Chicago area home sale prices are down close to 11 percent over a year ago, according to statistics released last week by Standard & Poor's Case Shiller index.
That number is far less painful than in many other metropolitan areas, and if you factored out short sales and foreclosures, the decline would be less.
"There are still two processes going on here," Karl Case noted at a recent seminar. "The auction market -- foreclosures -- and the traditional seller putting house on the market."
The research team thought about removing foreclosing properties from their data, because they are skewing the traditional sales numbers, he said.
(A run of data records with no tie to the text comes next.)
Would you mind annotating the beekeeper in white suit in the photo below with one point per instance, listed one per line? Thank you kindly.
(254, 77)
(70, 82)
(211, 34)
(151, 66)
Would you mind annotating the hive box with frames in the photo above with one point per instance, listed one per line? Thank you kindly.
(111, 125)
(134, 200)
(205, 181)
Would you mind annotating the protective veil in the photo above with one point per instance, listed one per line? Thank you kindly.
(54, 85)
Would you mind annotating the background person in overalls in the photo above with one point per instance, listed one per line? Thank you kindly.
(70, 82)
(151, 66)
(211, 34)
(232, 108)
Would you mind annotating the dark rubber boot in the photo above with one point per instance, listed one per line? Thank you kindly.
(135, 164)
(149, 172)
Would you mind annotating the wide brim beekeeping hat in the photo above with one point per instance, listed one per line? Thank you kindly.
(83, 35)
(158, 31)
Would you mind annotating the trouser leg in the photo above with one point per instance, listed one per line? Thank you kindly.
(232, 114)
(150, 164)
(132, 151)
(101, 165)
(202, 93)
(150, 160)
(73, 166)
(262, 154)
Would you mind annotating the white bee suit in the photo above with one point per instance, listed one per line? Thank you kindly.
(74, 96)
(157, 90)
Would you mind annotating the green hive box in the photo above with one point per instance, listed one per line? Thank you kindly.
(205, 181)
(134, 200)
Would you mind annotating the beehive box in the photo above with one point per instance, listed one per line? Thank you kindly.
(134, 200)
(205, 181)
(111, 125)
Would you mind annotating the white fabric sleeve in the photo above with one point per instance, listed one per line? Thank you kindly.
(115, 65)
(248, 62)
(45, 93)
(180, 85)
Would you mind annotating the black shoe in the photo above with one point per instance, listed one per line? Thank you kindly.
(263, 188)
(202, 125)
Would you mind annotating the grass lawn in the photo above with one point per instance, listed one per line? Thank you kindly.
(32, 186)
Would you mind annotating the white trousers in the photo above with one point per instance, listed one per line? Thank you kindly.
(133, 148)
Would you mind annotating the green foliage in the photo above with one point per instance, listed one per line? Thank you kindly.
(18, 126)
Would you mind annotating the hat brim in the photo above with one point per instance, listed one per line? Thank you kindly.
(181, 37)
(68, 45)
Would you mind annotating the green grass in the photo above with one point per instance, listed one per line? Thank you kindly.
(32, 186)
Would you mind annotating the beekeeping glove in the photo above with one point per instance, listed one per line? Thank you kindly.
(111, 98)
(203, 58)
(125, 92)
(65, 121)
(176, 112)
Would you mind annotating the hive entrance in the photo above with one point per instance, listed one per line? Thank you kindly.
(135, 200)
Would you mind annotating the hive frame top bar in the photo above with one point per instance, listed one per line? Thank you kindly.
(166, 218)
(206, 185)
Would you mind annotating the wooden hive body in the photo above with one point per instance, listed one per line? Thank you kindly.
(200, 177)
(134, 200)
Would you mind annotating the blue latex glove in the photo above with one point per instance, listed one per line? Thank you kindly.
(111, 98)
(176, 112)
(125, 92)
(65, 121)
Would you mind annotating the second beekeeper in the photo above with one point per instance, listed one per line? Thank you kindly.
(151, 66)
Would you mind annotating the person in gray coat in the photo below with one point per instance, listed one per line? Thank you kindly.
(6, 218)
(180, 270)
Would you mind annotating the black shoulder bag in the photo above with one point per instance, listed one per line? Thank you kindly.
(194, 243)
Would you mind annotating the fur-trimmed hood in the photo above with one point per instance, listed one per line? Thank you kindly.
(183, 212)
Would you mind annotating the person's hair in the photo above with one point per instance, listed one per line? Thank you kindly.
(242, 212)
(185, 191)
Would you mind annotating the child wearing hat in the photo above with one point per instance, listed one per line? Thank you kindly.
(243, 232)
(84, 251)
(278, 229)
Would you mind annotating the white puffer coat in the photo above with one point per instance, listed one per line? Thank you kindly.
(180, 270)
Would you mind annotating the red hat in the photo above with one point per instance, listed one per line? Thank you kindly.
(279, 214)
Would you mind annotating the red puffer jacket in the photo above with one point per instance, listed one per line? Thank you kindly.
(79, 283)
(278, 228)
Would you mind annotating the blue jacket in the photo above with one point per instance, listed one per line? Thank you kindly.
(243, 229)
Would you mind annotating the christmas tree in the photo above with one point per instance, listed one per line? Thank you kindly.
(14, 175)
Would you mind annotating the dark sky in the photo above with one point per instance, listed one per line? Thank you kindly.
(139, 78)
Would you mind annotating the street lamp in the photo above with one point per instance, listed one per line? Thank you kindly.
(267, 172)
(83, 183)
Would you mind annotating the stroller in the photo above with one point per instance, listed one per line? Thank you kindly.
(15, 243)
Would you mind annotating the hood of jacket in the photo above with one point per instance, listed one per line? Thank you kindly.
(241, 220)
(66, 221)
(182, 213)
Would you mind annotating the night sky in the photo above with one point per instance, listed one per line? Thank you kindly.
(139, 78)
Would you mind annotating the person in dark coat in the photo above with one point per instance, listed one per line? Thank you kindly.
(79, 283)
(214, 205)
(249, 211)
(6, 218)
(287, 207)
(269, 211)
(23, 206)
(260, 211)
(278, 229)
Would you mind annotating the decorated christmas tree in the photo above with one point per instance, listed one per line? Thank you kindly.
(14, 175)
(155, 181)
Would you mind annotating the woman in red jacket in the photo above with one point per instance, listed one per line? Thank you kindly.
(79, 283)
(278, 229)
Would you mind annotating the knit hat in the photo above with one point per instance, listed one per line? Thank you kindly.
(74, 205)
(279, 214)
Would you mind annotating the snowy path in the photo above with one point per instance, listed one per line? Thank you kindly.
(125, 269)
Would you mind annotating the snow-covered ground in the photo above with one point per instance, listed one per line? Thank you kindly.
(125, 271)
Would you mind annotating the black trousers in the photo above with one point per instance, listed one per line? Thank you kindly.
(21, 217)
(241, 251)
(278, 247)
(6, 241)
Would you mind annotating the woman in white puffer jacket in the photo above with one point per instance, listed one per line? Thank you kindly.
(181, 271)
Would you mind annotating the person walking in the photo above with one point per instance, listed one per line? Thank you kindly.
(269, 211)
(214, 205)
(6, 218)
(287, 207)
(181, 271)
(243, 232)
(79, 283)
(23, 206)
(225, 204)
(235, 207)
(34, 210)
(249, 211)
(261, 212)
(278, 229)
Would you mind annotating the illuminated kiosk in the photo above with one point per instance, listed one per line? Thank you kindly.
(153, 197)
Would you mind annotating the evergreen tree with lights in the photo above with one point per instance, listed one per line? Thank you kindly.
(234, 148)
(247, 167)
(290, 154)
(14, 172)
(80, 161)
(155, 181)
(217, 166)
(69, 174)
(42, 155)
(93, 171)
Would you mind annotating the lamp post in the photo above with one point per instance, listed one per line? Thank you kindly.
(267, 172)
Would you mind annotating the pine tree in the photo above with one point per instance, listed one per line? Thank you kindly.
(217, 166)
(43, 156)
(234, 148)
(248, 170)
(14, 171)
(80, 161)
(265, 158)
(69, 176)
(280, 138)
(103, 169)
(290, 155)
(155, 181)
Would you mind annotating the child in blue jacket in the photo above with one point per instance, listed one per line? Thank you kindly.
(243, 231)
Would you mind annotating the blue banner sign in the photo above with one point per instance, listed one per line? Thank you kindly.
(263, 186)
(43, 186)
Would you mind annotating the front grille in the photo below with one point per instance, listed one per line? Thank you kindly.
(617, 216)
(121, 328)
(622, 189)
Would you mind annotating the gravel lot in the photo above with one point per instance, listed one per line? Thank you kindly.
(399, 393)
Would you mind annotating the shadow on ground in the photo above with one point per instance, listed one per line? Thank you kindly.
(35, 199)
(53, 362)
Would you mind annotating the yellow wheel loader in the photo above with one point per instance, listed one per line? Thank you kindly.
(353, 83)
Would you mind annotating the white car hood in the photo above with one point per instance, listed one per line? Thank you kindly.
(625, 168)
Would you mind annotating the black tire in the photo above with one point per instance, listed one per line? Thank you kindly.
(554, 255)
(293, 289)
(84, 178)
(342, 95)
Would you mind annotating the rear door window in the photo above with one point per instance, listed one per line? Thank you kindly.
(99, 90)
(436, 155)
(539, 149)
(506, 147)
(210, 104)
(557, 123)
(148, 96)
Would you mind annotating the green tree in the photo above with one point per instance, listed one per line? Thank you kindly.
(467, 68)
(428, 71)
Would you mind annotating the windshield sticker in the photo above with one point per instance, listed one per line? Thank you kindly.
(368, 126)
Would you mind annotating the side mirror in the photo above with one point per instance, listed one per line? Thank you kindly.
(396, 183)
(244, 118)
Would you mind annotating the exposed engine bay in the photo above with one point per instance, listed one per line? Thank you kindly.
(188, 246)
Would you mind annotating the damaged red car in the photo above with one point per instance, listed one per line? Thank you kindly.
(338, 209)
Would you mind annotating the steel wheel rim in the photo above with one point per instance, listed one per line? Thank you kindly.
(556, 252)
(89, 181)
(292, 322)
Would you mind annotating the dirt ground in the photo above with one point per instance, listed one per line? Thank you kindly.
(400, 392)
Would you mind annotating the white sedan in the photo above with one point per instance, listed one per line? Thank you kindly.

They decided not to do that because the data tracks specific homes over long periods of time, and to take them out of one point in time would also skew the data. If they were used in the compilations when prices were on the way up, they should still be there on the way down.
Many of those foreclosing homes have been coming from the bottom third of home prices, where there were some large price gains in some markets.
At any rate, it's complicated, and the point to take away from this is that if you are putting your house on the market in a traditional way -- that is, you are not getting foreclosed upon -- then that 11 percent drop only sort-of pertains to you. And if you are a buyer, you may not be able to expect 11 percent price drops across the board. Many foreclosed properties are in a different (read: worse) condition than homes put on the market voluntarily, so if the home you like is in pristine condition, don't expect huge concessions from the sellers. If they are working with a good agent, they probably already have come down.
How much devaluation can you expect? While most of our metropolitan area is declining in value, there are a few areas where prices are inching upward. If you are entering the market as a buyer or a seller, you need to do real research and not base your price expectations on what a friend of a friend told a guy at work. Examine sub-regional market data, talk to the professionals, look very carefully at comps (comparable properties) and be prepared for disagreement and rejection.
"Do not automatically view a community and its 10 percent or 20 percent decline in mean sales price and assume that that rate of decline is what is taking place throughout the town," says appraising consultant Chip Wagner of Headrick-Wagner Consulting. "There are sub-markets within the broad marketplace that are doing better, and others that are doing worse."
At this point in time, for sellers my sense is it is a good year to work with a Realtor, and not try to sell by owner. Buyers are extraordinarily cautious -- as they should be -- and the extra professionalism of using a Realtor-developed price point may help.
However, be sure to choose your agent with extreme care. Even if you start with personal referrals, ask about how many actual closings they have had in the last six months. That may indicate that they are realistic about pricing.
Increasingly I am hearing about Realtors who will actually reject sellers if they don't seem willing to move their price expectations into 2009. If you are still thinking pie in the sky, either wipe that whipped cream off your face or don't waste everyone's time.